Pedido de habeas corpus
No fim de agosto, os advogados de Lima já haviam apresentado um habeas corpus alegando irregularidades na prisão preventiva. Agora, reforçam o argumento de “constrangimento ilegal evidente” contra o militar e pedem atuação imediata do ministro.
“Seja pela via da revogação da prisão preventiva, seja pela suspensão da ação penal até a depuração das nulidades, impõe-se a atuação imediata desta Suprema Corte, em sede liminar ou até mesmo de ofício”, diz a defesa.

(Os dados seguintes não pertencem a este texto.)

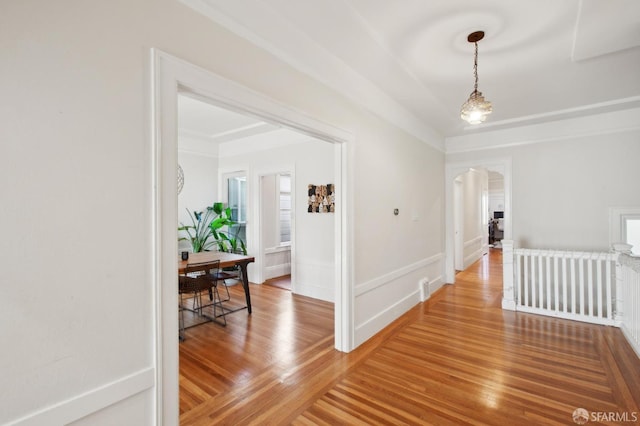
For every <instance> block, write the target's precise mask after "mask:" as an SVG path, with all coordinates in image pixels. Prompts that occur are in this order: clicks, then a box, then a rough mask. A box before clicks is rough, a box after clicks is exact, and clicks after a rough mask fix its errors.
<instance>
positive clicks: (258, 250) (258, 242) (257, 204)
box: [251, 164, 297, 293]
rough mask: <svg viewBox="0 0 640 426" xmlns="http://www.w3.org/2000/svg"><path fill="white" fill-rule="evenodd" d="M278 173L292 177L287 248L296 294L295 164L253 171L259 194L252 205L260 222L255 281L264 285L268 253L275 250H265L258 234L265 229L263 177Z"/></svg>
mask: <svg viewBox="0 0 640 426" xmlns="http://www.w3.org/2000/svg"><path fill="white" fill-rule="evenodd" d="M278 173H286V174H289V175H290V176H291V188H292V189H291V216H292V217H291V243H290V244H289V245H287V246H286V247H284V248H286V249H287V250H289V251H290V252H291V259H290V261H291V271H290V275H291V291H292V292H293V293H296V291H295V290H296V285H297V284H296V283H297V280H296V268H295V258H296V244H295V235H296V230H295V223H296V220H295V213H296V211H295V202H296V199H295V190H294V189H295V184H296V168H295V165H294V164H279V165H270V166H259V167H257V168H256V169H255V170H253V171H252V179H251V182H252V185H255V187H256V188H257V192H256V193H254V194H253V193H252V197H253V198H252V201H254V202H253V203H252V205H253V206H254V209H253V213H252V214H253V216H254V217H256V218H257V221H259V222H260V223H259V226H258V227H257V228H256V229H255V230H253V235H252V237H253V239H254V241H255V249H256V250H257V256H256V262H255V269H256V274H255V279H256V282H259V283H263V282H264V281H265V280H266V278H265V277H266V276H267V273H266V270H265V266H264V265H265V260H264V259H265V255H266V254H267V253H273V252H274V251H271V250H274V249H273V248H265V247H263V246H262V234H261V232H258V230H261V229H263V226H264V224H263V223H262V222H261V221H262V214H261V212H262V197H261V194H262V177H263V176H269V175H273V174H278Z"/></svg>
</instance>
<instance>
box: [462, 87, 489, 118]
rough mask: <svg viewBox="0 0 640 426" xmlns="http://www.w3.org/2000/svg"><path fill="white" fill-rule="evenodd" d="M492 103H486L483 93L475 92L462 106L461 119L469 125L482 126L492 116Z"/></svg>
mask: <svg viewBox="0 0 640 426" xmlns="http://www.w3.org/2000/svg"><path fill="white" fill-rule="evenodd" d="M491 111H492V108H491V102H489V101H485V99H484V96H482V92H478V91H477V90H474V91H473V93H471V95H470V96H469V99H467V102H465V103H464V104H463V105H462V109H461V110H460V117H461V118H462V119H463V120H464V121H466V122H468V123H469V124H480V123H482V122H483V121H484V120H486V119H487V115H489V114H491Z"/></svg>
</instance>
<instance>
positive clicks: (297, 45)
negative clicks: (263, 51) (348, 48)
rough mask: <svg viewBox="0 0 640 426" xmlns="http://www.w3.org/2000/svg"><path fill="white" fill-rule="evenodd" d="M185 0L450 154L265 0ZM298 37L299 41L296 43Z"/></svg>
mask: <svg viewBox="0 0 640 426" xmlns="http://www.w3.org/2000/svg"><path fill="white" fill-rule="evenodd" d="M179 1H180V2H181V3H183V4H185V5H186V6H188V7H190V8H192V9H193V10H195V11H197V12H199V13H201V14H203V15H204V16H206V17H208V18H209V19H211V20H212V21H214V22H216V23H217V24H219V25H222V26H223V27H225V28H227V29H228V30H230V31H231V32H233V33H235V34H236V35H238V36H240V37H242V38H244V39H246V40H248V41H250V42H251V43H253V44H255V45H256V46H259V47H260V48H262V49H264V50H265V51H267V52H269V53H270V54H272V55H273V56H275V57H277V58H279V59H280V60H282V61H283V62H285V63H287V64H289V65H290V66H291V67H293V68H295V69H296V70H298V71H301V72H302V73H304V74H306V75H308V76H310V77H312V78H313V79H315V80H317V81H319V82H321V83H323V84H325V85H327V86H328V87H330V88H332V89H334V90H336V91H337V92H338V93H341V94H342V95H344V96H345V97H347V98H348V99H350V100H351V101H353V102H355V103H356V104H358V105H360V106H362V107H364V108H366V109H368V110H369V111H372V112H373V113H375V114H377V115H379V116H380V117H384V118H385V119H386V120H388V121H389V122H391V123H393V124H394V125H396V126H398V127H399V128H401V129H403V130H405V131H406V132H407V133H409V134H411V135H413V136H415V137H416V138H418V139H419V140H421V141H423V142H424V143H426V144H427V145H429V146H431V147H433V148H435V149H437V150H438V151H440V152H444V137H442V135H441V134H440V133H439V132H438V131H436V130H435V129H434V128H432V127H430V126H429V125H428V124H426V123H425V122H424V121H423V120H420V119H419V118H417V117H416V116H415V115H414V114H413V113H412V112H410V111H409V110H407V109H406V108H405V107H404V106H403V105H401V104H400V103H398V102H397V101H396V100H395V99H393V98H392V97H390V96H389V95H388V94H387V93H385V92H384V91H383V90H381V89H380V88H379V87H377V86H376V85H375V84H373V83H372V82H371V81H369V80H368V79H366V78H364V77H363V76H361V75H360V74H359V73H357V72H356V71H354V70H353V69H352V68H351V67H349V66H348V65H347V64H345V63H344V62H343V61H342V60H340V59H339V58H337V57H336V56H335V55H333V54H331V53H329V52H328V51H327V50H326V49H324V48H323V47H322V46H320V45H318V44H317V43H316V42H315V41H314V40H312V39H311V38H310V37H309V36H308V35H307V34H305V33H303V32H301V31H300V30H299V29H297V28H295V27H294V26H292V25H291V23H290V22H288V21H287V20H286V19H283V18H282V17H281V16H280V15H278V13H276V12H274V11H273V9H272V8H271V7H269V6H268V5H266V4H264V3H263V2H250V3H247V2H238V1H222V2H217V3H216V4H214V3H213V2H211V1H203V0H179ZM235 16H242V17H243V20H244V22H243V23H240V22H239V21H237V20H235V19H234V17H235ZM274 22H275V23H276V24H275V25H274ZM274 29H278V31H274ZM292 40H294V43H291V41H292ZM285 41H286V42H285ZM283 46H286V48H284V47H283Z"/></svg>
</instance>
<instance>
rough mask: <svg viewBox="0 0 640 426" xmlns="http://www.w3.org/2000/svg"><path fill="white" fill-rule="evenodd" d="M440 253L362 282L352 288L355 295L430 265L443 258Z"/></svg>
mask: <svg viewBox="0 0 640 426" xmlns="http://www.w3.org/2000/svg"><path fill="white" fill-rule="evenodd" d="M443 257H444V256H443V254H442V253H438V254H436V255H433V256H431V257H428V258H426V259H422V260H420V261H418V262H415V263H412V264H410V265H407V266H404V267H402V268H400V269H396V270H395V271H391V272H389V273H386V274H384V275H381V276H379V277H377V278H374V279H372V280H369V281H367V282H364V283H362V284H358V285H357V286H356V288H355V290H354V295H355V297H359V296H362V295H363V294H365V293H368V292H370V291H372V290H375V289H376V288H378V287H382V286H384V285H387V284H389V283H390V282H392V281H395V280H397V279H399V278H401V277H403V276H405V275H407V274H410V273H412V272H414V271H417V270H419V269H422V268H426V267H427V266H429V265H432V264H434V263H436V262H438V261H440V260H442V258H443Z"/></svg>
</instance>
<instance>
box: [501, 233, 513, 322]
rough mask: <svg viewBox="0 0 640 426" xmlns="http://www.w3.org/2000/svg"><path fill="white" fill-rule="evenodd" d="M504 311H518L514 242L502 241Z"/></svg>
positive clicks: (503, 308) (510, 241)
mask: <svg viewBox="0 0 640 426" xmlns="http://www.w3.org/2000/svg"><path fill="white" fill-rule="evenodd" d="M500 243H501V244H502V309H506V310H509V311H515V310H516V299H515V293H514V291H513V277H514V274H513V240H502V241H501V242H500Z"/></svg>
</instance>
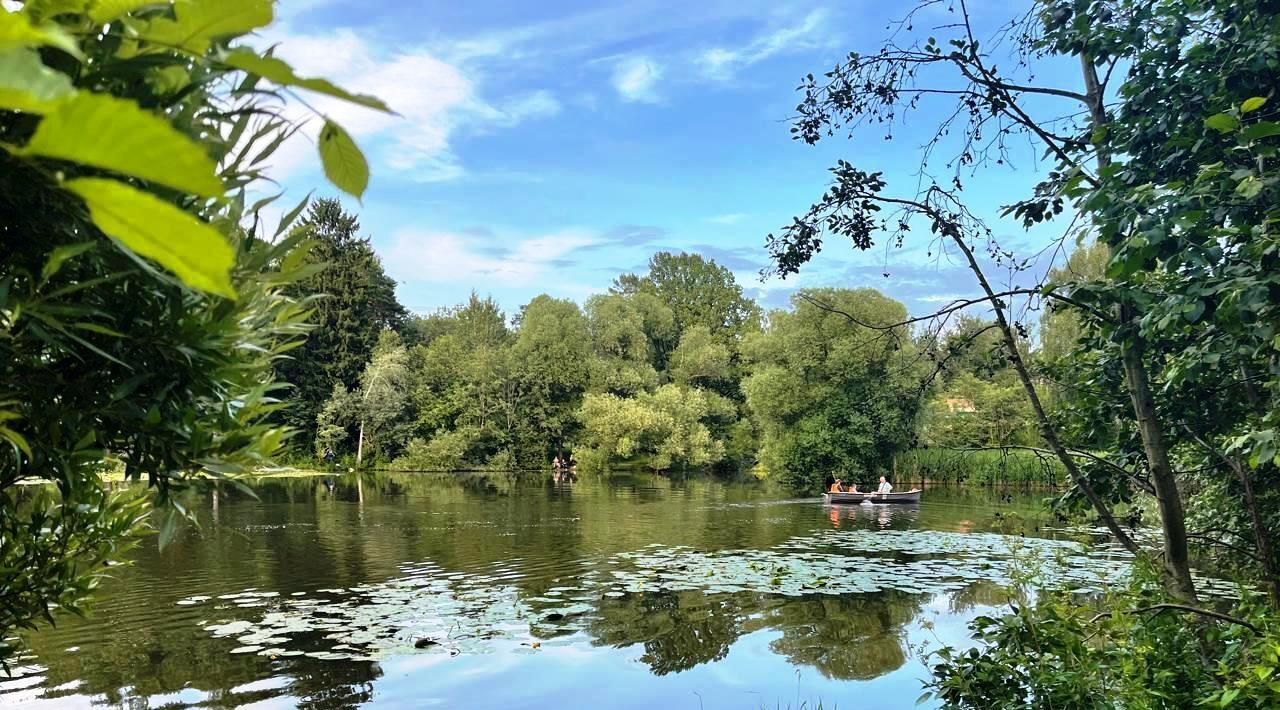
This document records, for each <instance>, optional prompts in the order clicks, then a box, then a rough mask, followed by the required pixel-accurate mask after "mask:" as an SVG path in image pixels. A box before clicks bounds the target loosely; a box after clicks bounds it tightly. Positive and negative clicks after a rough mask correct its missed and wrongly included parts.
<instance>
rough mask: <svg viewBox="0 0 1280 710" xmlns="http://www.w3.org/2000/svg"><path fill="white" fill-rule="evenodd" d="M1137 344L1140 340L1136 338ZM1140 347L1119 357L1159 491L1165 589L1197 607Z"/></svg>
mask: <svg viewBox="0 0 1280 710" xmlns="http://www.w3.org/2000/svg"><path fill="white" fill-rule="evenodd" d="M1128 311H1129V310H1128V308H1124V310H1123V311H1121V312H1123V315H1125V316H1129V319H1130V320H1125V322H1133V321H1132V319H1133V315H1132V313H1129V312H1128ZM1134 340H1138V336H1137V335H1135V336H1134ZM1139 345H1140V340H1138V343H1133V342H1130V343H1121V345H1120V353H1121V357H1123V358H1124V377H1125V384H1126V385H1128V388H1129V399H1132V400H1133V413H1134V416H1137V417H1138V434H1139V435H1140V436H1142V448H1143V452H1146V454H1147V469H1148V471H1149V472H1151V484H1152V486H1153V487H1155V489H1156V503H1157V504H1158V507H1160V526H1161V528H1162V531H1164V533H1165V560H1164V562H1165V573H1166V577H1165V586H1166V588H1167V590H1169V594H1170V595H1172V596H1174V597H1175V599H1179V600H1181V601H1190V603H1194V601H1196V583H1194V582H1193V581H1192V563H1190V554H1189V551H1188V544H1187V519H1185V514H1184V512H1183V496H1181V493H1180V491H1179V490H1178V480H1176V477H1175V476H1174V468H1172V466H1171V464H1170V463H1169V444H1167V443H1166V441H1165V432H1164V429H1162V427H1161V426H1160V418H1158V417H1157V414H1156V404H1155V399H1153V398H1152V395H1151V385H1149V383H1148V380H1147V368H1146V367H1144V366H1143V362H1142V351H1139V349H1138V348H1139Z"/></svg>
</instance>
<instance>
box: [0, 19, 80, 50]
mask: <svg viewBox="0 0 1280 710" xmlns="http://www.w3.org/2000/svg"><path fill="white" fill-rule="evenodd" d="M15 47H58V49H60V50H63V51H65V52H67V54H70V55H73V56H82V54H81V50H79V45H77V43H76V40H74V38H73V37H72V36H70V35H68V33H67V32H65V31H64V29H63V28H61V27H58V26H56V24H50V23H42V24H37V23H32V22H31V18H28V17H27V15H26V14H22V13H10V12H8V10H0V50H9V49H15Z"/></svg>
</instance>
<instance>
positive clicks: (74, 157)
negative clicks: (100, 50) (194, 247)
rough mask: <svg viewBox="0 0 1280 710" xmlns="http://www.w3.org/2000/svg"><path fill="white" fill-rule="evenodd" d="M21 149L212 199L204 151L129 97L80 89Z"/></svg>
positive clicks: (215, 179)
mask: <svg viewBox="0 0 1280 710" xmlns="http://www.w3.org/2000/svg"><path fill="white" fill-rule="evenodd" d="M20 152H22V154H23V155H37V156H42V157H56V159H60V160H70V161H73V162H81V164H84V165H92V166H95V168H104V169H106V170H115V171H116V173H123V174H125V175H133V177H134V178H142V179H145V180H151V182H155V183H160V184H163V185H168V187H172V188H175V189H180V191H184V192H189V193H193V194H200V196H202V197H215V196H219V194H221V193H223V183H221V180H220V179H218V169H216V166H215V165H214V161H212V160H211V159H210V157H209V155H207V154H205V150H204V148H202V147H201V146H200V143H196V142H195V141H192V139H191V138H188V137H186V136H183V134H182V133H179V132H178V130H177V129H175V128H174V127H172V125H169V123H168V122H165V120H164V119H163V118H160V116H157V115H155V114H152V113H150V111H145V110H142V109H140V107H138V105H137V104H134V102H132V101H125V100H123V99H115V97H111V96H106V95H100V93H79V95H77V96H76V97H74V99H69V100H67V101H63V102H61V104H59V105H58V107H56V109H55V110H54V111H51V113H50V114H49V115H46V116H45V119H44V120H41V122H40V125H38V127H37V128H36V134H35V136H33V137H32V138H31V142H29V143H27V145H26V146H24V147H23V148H22V150H20Z"/></svg>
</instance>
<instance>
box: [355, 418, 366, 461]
mask: <svg viewBox="0 0 1280 710" xmlns="http://www.w3.org/2000/svg"><path fill="white" fill-rule="evenodd" d="M364 459H365V420H360V439H357V440H356V468H360V463H361V462H362V461H364Z"/></svg>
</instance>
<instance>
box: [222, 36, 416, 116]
mask: <svg viewBox="0 0 1280 710" xmlns="http://www.w3.org/2000/svg"><path fill="white" fill-rule="evenodd" d="M221 61H223V64H227V65H228V67H234V68H236V69H239V70H242V72H248V73H250V74H257V75H259V77H262V78H264V79H266V81H269V82H274V83H278V84H280V86H296V87H298V88H306V90H308V91H315V92H317V93H324V95H326V96H333V97H337V99H342V100H343V101H351V102H352V104H360V105H361V106H369V107H370V109H378V110H379V111H387V113H388V114H392V113H394V111H392V110H390V109H388V107H387V104H383V101H381V100H380V99H378V97H375V96H366V95H362V93H351V92H349V91H347V90H344V88H340V87H337V86H334V84H333V83H330V82H329V81H328V79H319V78H315V79H314V78H306V77H300V75H297V74H296V73H294V72H293V67H289V64H288V63H287V61H284V60H283V59H279V58H275V56H262V55H260V54H257V52H255V51H253V50H250V49H246V47H237V49H234V50H232V51H229V52H227V54H225V55H223V58H221Z"/></svg>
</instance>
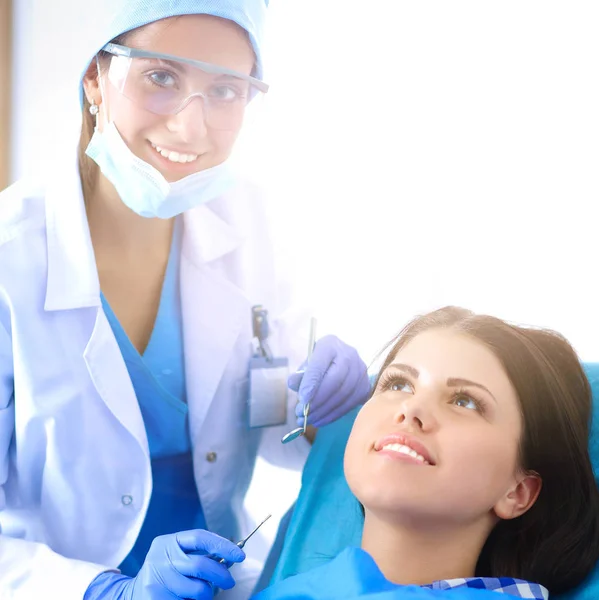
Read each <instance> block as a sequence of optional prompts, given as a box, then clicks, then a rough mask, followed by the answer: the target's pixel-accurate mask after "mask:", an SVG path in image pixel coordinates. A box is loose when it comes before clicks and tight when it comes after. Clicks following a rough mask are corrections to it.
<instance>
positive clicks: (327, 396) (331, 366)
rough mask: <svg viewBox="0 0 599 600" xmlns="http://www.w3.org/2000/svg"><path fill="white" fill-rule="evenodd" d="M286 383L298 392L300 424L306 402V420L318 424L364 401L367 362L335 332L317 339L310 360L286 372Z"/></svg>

Núcleo 3 da trama golpista
O processo no qual Lima é réu faz parte do núcleo 3 da suposta trama golpista, atualmente na fase de alegações finais. Entre os acusados estão nove militares de alta patente e um agente da Polícia Federal. Eles respondem por crimes como:
- abolição violenta do Estado Democrático de Direito;
- golpe de Estado;
- organização criminosa armada;
- dano qualificado por violência e grave ameaça contra o patrimônio da União;
- deterioração de bem tombado.
Réus do núcleo 3
- Bernardo Romão Correa Netto, coronel;
- Estevam Cals Theophilo Gaspar De Oliveira, general da reserva;
- Fabrício Moreira de Basto, coronel;
- Hélio Ferreira Lima, tenente-coronel;
- Márcio Nunes de Resende Júnior, coronel;
- Rafael Martins de Oliveira, tenente-coronel;
- Rodrigo Bezerra de Azevedo, tenente-coronel;
- Ronald Ferreira de Araújo Júnior, tenente-coronel;
- Sérgio Ricardo Cavaliere de Medeiros, tenente-coronel;
- Wladimir Matos Soares, agente da Polícia Federal.
Julgamento no STF
O julgamento do núcleo 3 ainda não tem data definida e será analisado pela Primeira Turma do STF, composta pelos ministros Alexandre de Moraes, Flávio Dino, Cristiano Zanin, Cármen Lúcia e Luiz Fux.
Ainda que Mendonça aceite suspender a ação contra Lima, o andamento dos outros processos não será afetado. O chamado núcleo crucial, que inclui o ex-presidente Jair Bolsonaro (PL), já está em julgamento.